Saturday, February 23, 2013

Travel campaign offers a brutal take on mob mentality — but is it for real?

The submission on Ads of The World says "JWT, Gurgaon, India" but I have to give the J. Walter Thompson Company the benefit of my skepticism. The campaign is courting controversy in such a ham-fisted and immature way.

Above, the Vancouver Stanley Cup Riot (mistakenly labelled "Football Riot") stands in for what Charles Mackay coined as "the madness of crowds". As an ad concept, it's tenuous at best, contrasting the idea of "individual travel plans" against mob mentality.

But the creative team of Bobby Pawar, Priti Kapur, Sayantan Choudhury, Sumeer Mathur
and Sumonto Ghosh didn't stop there.

They decided to go after American anti-abortionists:

Dog fights:

Toddlers in Tiaras:

Gun obsession:

And racism:

Pretty ballsy social commentary, but what does it have to do with selling travel?
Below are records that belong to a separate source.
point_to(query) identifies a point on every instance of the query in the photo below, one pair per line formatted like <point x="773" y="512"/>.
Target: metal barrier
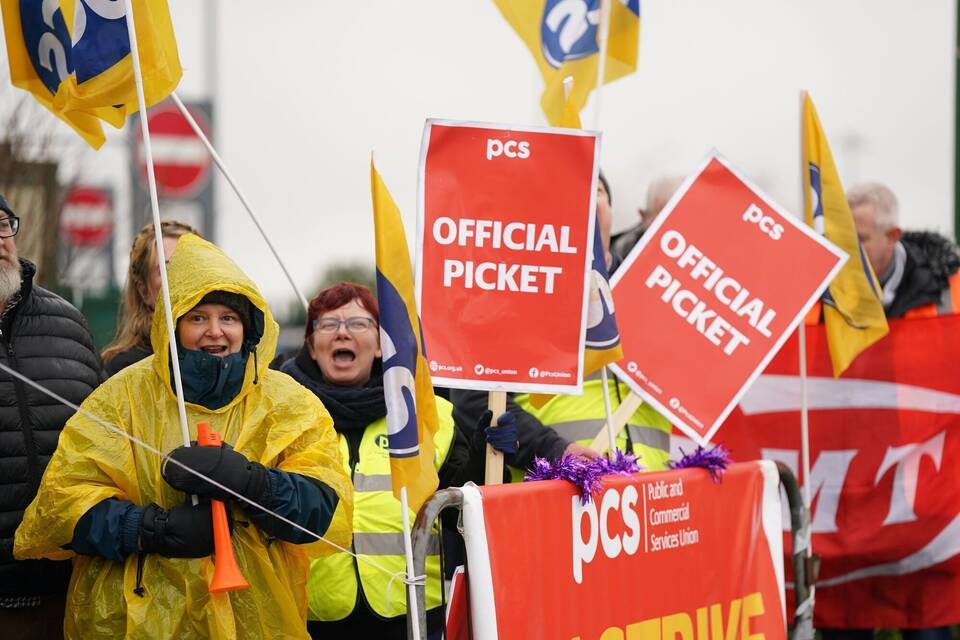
<point x="804" y="566"/>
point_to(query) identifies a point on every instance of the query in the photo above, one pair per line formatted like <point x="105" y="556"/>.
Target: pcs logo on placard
<point x="510" y="148"/>
<point x="568" y="30"/>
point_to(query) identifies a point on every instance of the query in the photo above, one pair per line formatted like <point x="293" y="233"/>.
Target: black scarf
<point x="351" y="408"/>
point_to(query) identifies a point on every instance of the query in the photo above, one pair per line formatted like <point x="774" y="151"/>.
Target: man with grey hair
<point x="47" y="340"/>
<point x="658" y="194"/>
<point x="918" y="273"/>
<point x="917" y="270"/>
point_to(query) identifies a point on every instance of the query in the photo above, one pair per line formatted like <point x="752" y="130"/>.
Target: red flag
<point x="885" y="471"/>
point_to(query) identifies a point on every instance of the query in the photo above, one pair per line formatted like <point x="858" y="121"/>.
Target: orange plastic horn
<point x="226" y="573"/>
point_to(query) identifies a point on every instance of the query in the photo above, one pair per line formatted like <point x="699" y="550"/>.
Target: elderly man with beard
<point x="46" y="339"/>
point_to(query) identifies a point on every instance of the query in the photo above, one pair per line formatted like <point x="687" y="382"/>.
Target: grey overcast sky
<point x="305" y="90"/>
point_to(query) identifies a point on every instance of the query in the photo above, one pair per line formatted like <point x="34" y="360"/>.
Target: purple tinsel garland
<point x="583" y="472"/>
<point x="715" y="460"/>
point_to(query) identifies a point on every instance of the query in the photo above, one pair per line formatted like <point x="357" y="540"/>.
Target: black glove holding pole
<point x="503" y="437"/>
<point x="221" y="464"/>
<point x="185" y="531"/>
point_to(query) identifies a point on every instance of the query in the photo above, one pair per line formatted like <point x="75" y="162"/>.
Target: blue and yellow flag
<point x="852" y="305"/>
<point x="562" y="36"/>
<point x="411" y="408"/>
<point x="74" y="57"/>
<point x="602" y="343"/>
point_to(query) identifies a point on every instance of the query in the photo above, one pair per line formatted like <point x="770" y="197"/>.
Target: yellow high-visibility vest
<point x="377" y="534"/>
<point x="580" y="418"/>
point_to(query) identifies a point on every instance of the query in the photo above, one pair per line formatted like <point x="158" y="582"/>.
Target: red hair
<point x="335" y="296"/>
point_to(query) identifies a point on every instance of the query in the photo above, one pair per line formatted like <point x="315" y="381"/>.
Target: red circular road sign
<point x="181" y="162"/>
<point x="87" y="217"/>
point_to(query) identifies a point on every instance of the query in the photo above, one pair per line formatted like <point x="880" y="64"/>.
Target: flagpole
<point x="157" y="232"/>
<point x="604" y="381"/>
<point x="493" y="470"/>
<point x="804" y="412"/>
<point x="413" y="612"/>
<point x="217" y="160"/>
<point x="804" y="409"/>
<point x="604" y="33"/>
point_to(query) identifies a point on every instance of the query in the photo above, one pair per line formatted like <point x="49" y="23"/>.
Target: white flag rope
<point x="394" y="575"/>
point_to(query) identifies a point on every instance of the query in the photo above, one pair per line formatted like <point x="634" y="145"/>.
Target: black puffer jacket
<point x="931" y="260"/>
<point x="47" y="340"/>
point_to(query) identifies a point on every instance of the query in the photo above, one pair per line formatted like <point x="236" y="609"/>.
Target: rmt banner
<point x="884" y="470"/>
<point x="671" y="555"/>
<point x="710" y="293"/>
<point x="506" y="223"/>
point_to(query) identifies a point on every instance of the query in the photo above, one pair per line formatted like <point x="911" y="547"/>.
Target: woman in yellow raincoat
<point x="138" y="540"/>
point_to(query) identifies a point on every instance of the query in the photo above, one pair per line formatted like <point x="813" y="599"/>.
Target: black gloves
<point x="185" y="531"/>
<point x="503" y="438"/>
<point x="221" y="464"/>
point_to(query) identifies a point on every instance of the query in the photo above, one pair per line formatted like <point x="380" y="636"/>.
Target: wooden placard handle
<point x="620" y="417"/>
<point x="493" y="474"/>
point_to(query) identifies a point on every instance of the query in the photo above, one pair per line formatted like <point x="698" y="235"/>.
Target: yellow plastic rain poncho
<point x="275" y="422"/>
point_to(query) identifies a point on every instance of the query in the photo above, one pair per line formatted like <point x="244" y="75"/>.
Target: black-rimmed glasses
<point x="9" y="226"/>
<point x="357" y="324"/>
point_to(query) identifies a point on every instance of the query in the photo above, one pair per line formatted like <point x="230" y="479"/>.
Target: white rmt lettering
<point x="906" y="460"/>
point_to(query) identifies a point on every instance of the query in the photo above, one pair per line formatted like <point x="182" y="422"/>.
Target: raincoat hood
<point x="272" y="420"/>
<point x="196" y="269"/>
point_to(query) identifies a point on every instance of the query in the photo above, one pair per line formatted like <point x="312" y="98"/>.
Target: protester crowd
<point x="101" y="536"/>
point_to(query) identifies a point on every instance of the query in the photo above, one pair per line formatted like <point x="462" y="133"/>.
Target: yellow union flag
<point x="74" y="57"/>
<point x="852" y="308"/>
<point x="563" y="37"/>
<point x="411" y="408"/>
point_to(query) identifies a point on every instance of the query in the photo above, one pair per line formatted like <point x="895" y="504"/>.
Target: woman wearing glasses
<point x="340" y="362"/>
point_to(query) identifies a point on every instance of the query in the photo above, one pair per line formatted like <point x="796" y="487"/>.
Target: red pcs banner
<point x="712" y="290"/>
<point x="506" y="219"/>
<point x="885" y="470"/>
<point x="653" y="556"/>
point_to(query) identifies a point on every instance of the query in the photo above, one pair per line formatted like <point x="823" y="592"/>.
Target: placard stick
<point x="497" y="403"/>
<point x="626" y="409"/>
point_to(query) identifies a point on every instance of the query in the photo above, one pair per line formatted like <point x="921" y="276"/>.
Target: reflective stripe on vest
<point x="377" y="534"/>
<point x="388" y="544"/>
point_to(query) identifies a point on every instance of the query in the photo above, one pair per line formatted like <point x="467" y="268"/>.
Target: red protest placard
<point x="711" y="292"/>
<point x="653" y="555"/>
<point x="506" y="219"/>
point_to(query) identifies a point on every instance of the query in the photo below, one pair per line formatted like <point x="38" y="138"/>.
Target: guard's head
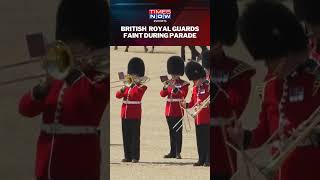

All I get out of it is that Indian tourists should avoid North America at all costs. (Interestingly, Chariot India "journeys of discovery to India, Nepal and Bhutan, in South Asia," so maybe that was the idea all along.)

To me, this is another example of belief in the stupid old adage that there's "no such thing as bad publicity".  There is... for brands. It's the creative teams and agencies that really benefit from these "edgy" campaigns, as the ad community congratulates them for convincing someone else to pay for another self-serving attempt at notoriety.